The themes include: winner-take-all phenonomen, numerous effects of randomness on the world, the invalidity of the Gaussian Bell Curve to most things in world, concepts of scalablity, numerous instabilities in the world, especially the modern world where information travels so quickly, the fallacies about people's inability to predict the future. The importance of these ideas, Taleb's ability to weave them together into a single theory, and the ability of this theory to change the way you look at the world, means the book easily deserves my highest recommendation.
However, the book does have many flaws, unfortunately -- unfortunate because I believe they will take away from the credibility of the message, which is in important one. The are numerous minor flaws such as, for example, the inexplicable invention of a fictional author (disclosed a few pages later), when certainly there must have been some real example that would have worked better. Another example is repeated jabs about the French; these may be amusing but I just don't think they have a place in work like this. There are also diatribes against specific people, including famous economists, which, though amusing, and possibly justified, demonstrate a high level of anger by author and take away from his credibility. Often he also overreaches, for example in saying the usual combination of anti-abortion and pro-death penalty or the opposite combined views of pro-abortion and anti-death penatly cannot be explained logically, when in fact widely known theories such as George Lakoff's (in Moral Politics) have explained hows these groups of views are entirely consistent.
Another flaw is that Taleb seems to go a little toward the extreme of saying that we can predict almost nothing about the future, and though he does not say so explicitly, this seems to imply we have no moral responsibility to the future. This, combined with Taleb's advice to the reader about their behavior based on the "Black Swan" view of world just rubbed me the wrong way, for several reasons.
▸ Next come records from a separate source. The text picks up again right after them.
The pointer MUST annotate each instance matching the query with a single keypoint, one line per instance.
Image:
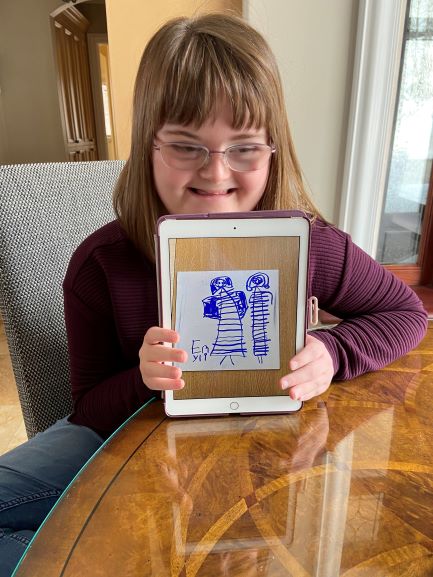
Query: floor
(12, 431)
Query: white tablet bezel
(177, 228)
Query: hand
(312, 371)
(153, 354)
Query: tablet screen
(238, 301)
(228, 296)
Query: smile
(212, 192)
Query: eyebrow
(186, 133)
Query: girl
(209, 134)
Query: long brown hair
(186, 66)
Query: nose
(216, 167)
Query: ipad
(234, 286)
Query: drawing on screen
(260, 302)
(228, 307)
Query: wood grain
(342, 488)
(227, 254)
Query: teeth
(211, 193)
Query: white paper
(228, 320)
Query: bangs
(205, 72)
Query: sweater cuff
(329, 342)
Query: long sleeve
(110, 301)
(382, 317)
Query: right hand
(156, 375)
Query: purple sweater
(111, 300)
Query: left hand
(312, 371)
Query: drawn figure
(260, 302)
(229, 307)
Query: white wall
(30, 125)
(314, 43)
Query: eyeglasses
(240, 157)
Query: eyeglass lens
(242, 158)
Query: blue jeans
(32, 477)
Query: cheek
(256, 181)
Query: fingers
(312, 371)
(154, 354)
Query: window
(404, 232)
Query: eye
(243, 150)
(184, 149)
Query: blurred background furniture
(46, 210)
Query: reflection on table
(344, 487)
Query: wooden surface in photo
(342, 488)
(231, 254)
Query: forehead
(218, 125)
(220, 116)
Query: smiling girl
(209, 134)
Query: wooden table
(344, 487)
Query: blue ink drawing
(260, 302)
(228, 307)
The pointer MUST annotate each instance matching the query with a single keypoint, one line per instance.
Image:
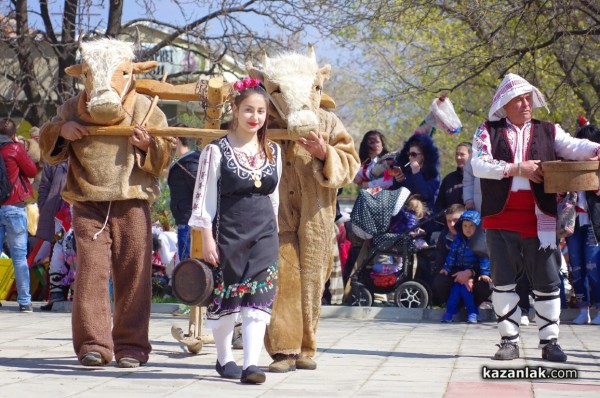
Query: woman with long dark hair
(372, 148)
(235, 207)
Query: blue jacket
(460, 256)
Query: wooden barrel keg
(193, 282)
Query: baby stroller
(391, 263)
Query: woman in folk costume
(519, 217)
(236, 197)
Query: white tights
(254, 323)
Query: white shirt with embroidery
(485, 166)
(204, 208)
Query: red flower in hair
(245, 83)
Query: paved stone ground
(363, 353)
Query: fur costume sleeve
(341, 162)
(107, 168)
(274, 197)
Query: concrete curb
(394, 314)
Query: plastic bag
(445, 116)
(566, 215)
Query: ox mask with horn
(108, 72)
(296, 100)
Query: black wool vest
(539, 147)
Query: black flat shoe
(253, 375)
(229, 371)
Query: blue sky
(176, 13)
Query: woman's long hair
(363, 150)
(431, 164)
(262, 132)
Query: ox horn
(80, 39)
(311, 51)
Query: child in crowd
(408, 217)
(461, 258)
(448, 234)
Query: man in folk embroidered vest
(519, 217)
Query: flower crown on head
(245, 83)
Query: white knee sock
(223, 333)
(547, 315)
(253, 335)
(505, 300)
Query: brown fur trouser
(303, 272)
(122, 251)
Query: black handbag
(193, 282)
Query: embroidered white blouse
(485, 166)
(205, 204)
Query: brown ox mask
(108, 70)
(294, 83)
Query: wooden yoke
(216, 93)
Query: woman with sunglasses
(419, 164)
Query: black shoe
(229, 371)
(253, 375)
(508, 350)
(93, 358)
(552, 352)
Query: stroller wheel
(411, 294)
(360, 296)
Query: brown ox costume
(110, 184)
(307, 193)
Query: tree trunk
(115, 13)
(27, 79)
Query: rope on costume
(105, 222)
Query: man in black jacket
(181, 180)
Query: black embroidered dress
(245, 217)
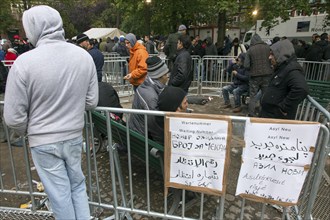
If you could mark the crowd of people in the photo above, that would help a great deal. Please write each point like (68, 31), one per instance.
(49, 88)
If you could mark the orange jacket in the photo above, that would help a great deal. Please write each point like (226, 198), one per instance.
(137, 64)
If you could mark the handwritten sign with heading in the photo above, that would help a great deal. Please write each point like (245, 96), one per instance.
(196, 152)
(276, 158)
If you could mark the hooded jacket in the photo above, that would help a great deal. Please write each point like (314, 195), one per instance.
(146, 98)
(137, 64)
(287, 87)
(182, 73)
(49, 87)
(210, 49)
(257, 58)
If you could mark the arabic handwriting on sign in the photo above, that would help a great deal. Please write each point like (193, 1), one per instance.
(280, 147)
(179, 144)
(182, 136)
(213, 176)
(184, 174)
(198, 162)
(283, 159)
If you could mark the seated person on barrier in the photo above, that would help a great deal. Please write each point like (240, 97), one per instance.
(146, 95)
(239, 86)
(171, 99)
(108, 97)
(287, 86)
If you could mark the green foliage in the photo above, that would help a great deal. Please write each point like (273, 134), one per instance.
(160, 17)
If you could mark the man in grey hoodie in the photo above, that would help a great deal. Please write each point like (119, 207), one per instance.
(259, 67)
(287, 87)
(48, 90)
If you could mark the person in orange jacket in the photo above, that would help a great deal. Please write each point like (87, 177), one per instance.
(137, 62)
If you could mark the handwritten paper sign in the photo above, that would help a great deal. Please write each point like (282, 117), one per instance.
(197, 154)
(276, 159)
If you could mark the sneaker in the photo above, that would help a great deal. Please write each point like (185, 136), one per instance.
(237, 109)
(227, 106)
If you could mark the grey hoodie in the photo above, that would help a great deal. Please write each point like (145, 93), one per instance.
(282, 51)
(49, 87)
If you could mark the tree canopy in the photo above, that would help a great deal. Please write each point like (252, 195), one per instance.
(159, 17)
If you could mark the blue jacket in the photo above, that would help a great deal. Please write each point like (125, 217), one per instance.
(98, 60)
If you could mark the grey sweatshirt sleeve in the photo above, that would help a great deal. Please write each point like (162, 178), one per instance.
(247, 61)
(92, 96)
(16, 102)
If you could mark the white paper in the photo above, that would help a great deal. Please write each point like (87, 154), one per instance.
(271, 180)
(198, 151)
(274, 158)
(284, 143)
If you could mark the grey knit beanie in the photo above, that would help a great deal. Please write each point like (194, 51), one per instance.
(156, 67)
(131, 38)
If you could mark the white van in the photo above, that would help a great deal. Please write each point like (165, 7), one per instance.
(300, 27)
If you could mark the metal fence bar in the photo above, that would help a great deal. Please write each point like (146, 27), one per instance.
(313, 180)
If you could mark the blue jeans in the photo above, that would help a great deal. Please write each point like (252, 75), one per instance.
(59, 169)
(237, 91)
One is that Taleb personally has very little in common with most people; never having as far as I know had a regular career (essentially what he calls non-scalable, e.g. dentist, engineer, baker) he nevertheless recommends that people choose these kinds of careers rather than a scalable career (e.g. financial trader, author, actor which are subject to a few lucky successful people and a lot of failures). This advise is odd first because Taleb is in a non-scalable profession (derivatives trader, then hedge fund manager) -- indeed it appears he is quite wealthy. Even more odd because he says all these types of non-scalable types of work are boring and evens makes sarcastic comments (the book is extremely sarcasm heavy) for example about dentists being able to do well by diligently drilling teeth for 30 years. The second things that bothered me is that Taleb seems be somewhat amoral to me; in this type of book where plenty of his own emotions come through, plenty of his personality, he has plenty of criticism of others for their wrong models and wrong view of the world, and how this has hurt the world, but there remains a lack of moral responsibility to his advice.
Perhaps the best comparison I could make are to other important works that do not suffer from these flaws, for example the Age of Fallibility by George Soros and Irrational Exuberance by Robert Shiller (1st and 2nd editions). But probably Black Swan will sell better than either of these because of it's "edginess," i.e. aggresiveness; I personally have a distaste for this approach.
Despite my criticisms, the main ideas of the book as so important as to merit reading and indeed great consideration.